Occupied alpha and occupied beta orbitals

Kwargs:
sndarray

AO overlap

Returns:

A list of two floats. The first is the expectation value of S^2. The second is the corresponding 2S+1

Examples:

>>> mol = gto.M(atom='O 0 0 0; H 0 0 1; H 0 1 0', basis='ccpvdz', charge=1, spin=1, verbose=0)
>>> mf = scf.UHF(mol)
>>> mf.kernel()
-75.623975516256706
>>> mo = (mf.mo_coeff[0][:,mf.mo_occ[0]>0], mf.mo_coeff[1][:,mf.mo_occ[1]>0])
>>> print('S^2 = %.7f, 2S+1 = %.7f' % spin_square(mo, mol.intor('int1e_ovlp_sph')))
S^2 = 0.7570150, 2S+1 = 2.0070027
stability(internal=True, external=False, verbose=None)[source]

Stability analysis for RHF/RKS method.

See also pyscf.scf.stability.uhf_stability function.

Args:

mf : UHF or UKS object

Kwargs:
internalbool

Internal stability, within the UHF space.

externalbool

External stability. Including the UHF -> GHF and real -> complex stability analysis.

Returns:

New orbitals that are more close to the stable condition. The return value includes two set of orbitals. The first corresponds to the internal stability and the second corresponds to the external stability.

pyscf.pbc.scf.kuhf.canonicalize(mf, mo_coeff_kpts, mo_occ_kpts, fock=None)[source]

Canonicalization diagonalizes the UHF Fock matrix within occupied, virtual subspaces separatedly (without change occupancy).

pyscf.pbc.scf.kuhf.dip_moment(cell, dm_kpts, unit='Debye', verbose=3, grids=None, rho=None, kpts=array([[0., 0., 0.]]))[source]

Dipole moment in the unit cell.

Args:

cell : an instance of Cell

dm_kpts (two lists of ndarrays) : KUHF density matrices of k-points

Return:

A list: the dipole moment on x, y and z components

pyscf.pbc.scf.kuhf.energy_elec(mf, dm_kpts=None, h1e_kpts=None, vhf_kpts=None)[source]

Following pyscf.scf.hf.energy_elec()

pyscf.pbc.scf.kuhf.get_fermi(mf, mo_energy_kpts=None, mo_occ_kpts=None)[source]

A pair of Fermi level for spin-up and spin-down orbitals

pyscf.pbc.scf.kuhf.get_occ(mf, mo_energy_kpts=None, mo_coeff_kpts=None)[source]

Label the occupancies for each orbital for sampled k-points.

This is a k-point version of scf.hf.SCF.get_occ

pyscf.pbc.scf.kuhf.init_guess_by_chkfile(cell, chkfile_name, project=None, kpts=None)[source]

Read the KHF results from checkpoint file, then project it to the basis defined by cell

Returns:

Density matrix, 3D ndarray

pyscf.pbc.scf.kuhf.make_rdm1(mo_coeff_kpts, mo_occ_kpts, **kwargs)[source]

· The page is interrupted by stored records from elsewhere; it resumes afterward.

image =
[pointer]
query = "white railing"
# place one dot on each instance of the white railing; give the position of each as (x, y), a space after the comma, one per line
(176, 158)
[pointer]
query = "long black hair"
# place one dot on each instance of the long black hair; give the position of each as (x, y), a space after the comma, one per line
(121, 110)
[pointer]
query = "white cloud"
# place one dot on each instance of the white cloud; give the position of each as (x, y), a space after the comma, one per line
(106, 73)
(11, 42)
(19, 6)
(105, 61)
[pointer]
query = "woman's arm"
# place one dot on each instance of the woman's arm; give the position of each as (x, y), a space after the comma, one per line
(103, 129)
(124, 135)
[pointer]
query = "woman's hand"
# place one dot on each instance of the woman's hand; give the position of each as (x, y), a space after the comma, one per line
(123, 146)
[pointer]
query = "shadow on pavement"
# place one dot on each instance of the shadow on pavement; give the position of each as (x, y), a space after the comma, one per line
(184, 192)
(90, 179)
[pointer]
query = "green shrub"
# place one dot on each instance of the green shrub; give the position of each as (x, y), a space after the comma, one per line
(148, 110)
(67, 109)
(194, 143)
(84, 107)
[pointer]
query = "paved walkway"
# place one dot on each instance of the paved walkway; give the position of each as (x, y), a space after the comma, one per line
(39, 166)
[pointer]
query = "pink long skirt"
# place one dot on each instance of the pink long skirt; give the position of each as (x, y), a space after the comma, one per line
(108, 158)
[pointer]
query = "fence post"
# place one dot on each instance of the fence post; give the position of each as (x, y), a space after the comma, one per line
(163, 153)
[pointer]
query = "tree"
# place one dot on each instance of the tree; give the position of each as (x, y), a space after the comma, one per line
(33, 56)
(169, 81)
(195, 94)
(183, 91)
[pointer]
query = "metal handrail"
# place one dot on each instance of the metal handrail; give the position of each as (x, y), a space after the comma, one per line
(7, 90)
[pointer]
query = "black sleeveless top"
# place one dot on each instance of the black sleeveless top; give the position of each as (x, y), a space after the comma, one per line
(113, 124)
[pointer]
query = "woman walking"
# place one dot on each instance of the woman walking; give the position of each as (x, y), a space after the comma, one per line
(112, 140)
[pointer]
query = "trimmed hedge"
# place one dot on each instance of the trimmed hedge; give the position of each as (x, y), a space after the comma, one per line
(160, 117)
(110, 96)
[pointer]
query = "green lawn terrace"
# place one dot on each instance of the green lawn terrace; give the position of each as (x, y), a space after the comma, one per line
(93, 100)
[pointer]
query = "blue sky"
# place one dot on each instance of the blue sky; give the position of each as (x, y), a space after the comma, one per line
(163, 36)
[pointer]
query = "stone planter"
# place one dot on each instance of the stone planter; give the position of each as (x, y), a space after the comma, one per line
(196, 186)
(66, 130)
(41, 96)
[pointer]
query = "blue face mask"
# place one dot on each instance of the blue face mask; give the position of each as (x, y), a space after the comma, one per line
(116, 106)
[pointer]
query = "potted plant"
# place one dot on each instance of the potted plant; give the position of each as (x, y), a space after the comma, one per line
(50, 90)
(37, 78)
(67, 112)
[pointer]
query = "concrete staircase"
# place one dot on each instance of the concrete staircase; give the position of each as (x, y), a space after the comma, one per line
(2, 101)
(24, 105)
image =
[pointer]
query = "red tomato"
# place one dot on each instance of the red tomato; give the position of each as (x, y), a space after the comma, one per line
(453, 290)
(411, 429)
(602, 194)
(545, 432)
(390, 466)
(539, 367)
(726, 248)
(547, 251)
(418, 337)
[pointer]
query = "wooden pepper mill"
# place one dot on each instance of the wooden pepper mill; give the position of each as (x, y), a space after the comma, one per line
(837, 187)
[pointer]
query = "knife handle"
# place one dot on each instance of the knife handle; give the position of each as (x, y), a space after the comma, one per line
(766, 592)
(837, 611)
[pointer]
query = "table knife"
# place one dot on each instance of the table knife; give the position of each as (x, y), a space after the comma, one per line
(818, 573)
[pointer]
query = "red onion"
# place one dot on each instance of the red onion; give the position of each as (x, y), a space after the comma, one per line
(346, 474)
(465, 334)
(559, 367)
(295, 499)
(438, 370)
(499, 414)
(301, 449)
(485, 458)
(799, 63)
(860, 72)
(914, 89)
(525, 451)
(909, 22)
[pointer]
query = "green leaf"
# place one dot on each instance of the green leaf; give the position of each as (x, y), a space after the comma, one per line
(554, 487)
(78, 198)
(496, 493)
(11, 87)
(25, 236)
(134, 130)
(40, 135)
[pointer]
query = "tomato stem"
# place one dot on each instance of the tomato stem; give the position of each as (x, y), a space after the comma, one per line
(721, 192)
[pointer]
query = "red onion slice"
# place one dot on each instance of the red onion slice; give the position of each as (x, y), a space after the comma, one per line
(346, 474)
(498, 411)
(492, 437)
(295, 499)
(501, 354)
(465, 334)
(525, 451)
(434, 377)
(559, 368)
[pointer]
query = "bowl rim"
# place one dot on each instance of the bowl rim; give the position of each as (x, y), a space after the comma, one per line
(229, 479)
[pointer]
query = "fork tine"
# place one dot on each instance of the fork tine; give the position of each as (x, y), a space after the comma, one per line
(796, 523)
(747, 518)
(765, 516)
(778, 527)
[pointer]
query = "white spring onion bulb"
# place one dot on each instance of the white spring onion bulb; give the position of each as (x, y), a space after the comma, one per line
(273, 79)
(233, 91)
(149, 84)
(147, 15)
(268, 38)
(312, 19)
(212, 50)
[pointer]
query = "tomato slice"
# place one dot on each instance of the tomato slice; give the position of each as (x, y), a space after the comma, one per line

Alpha and beta spin one particle density matrices for all k-points.

Returns:

dm_kpts : (2, nkpts, nao, nao) ndarray

pyscf.pbc.scf.kuhf.mulliken_meta(cell, dm_ao_kpts, verbose=5, pre_orth_method='ANO', s=None)[source]

A modified Mulliken population analysis, based on meta-Lowdin AOs.

Note this function only computes the Mulliken population for the gamma point density matrix.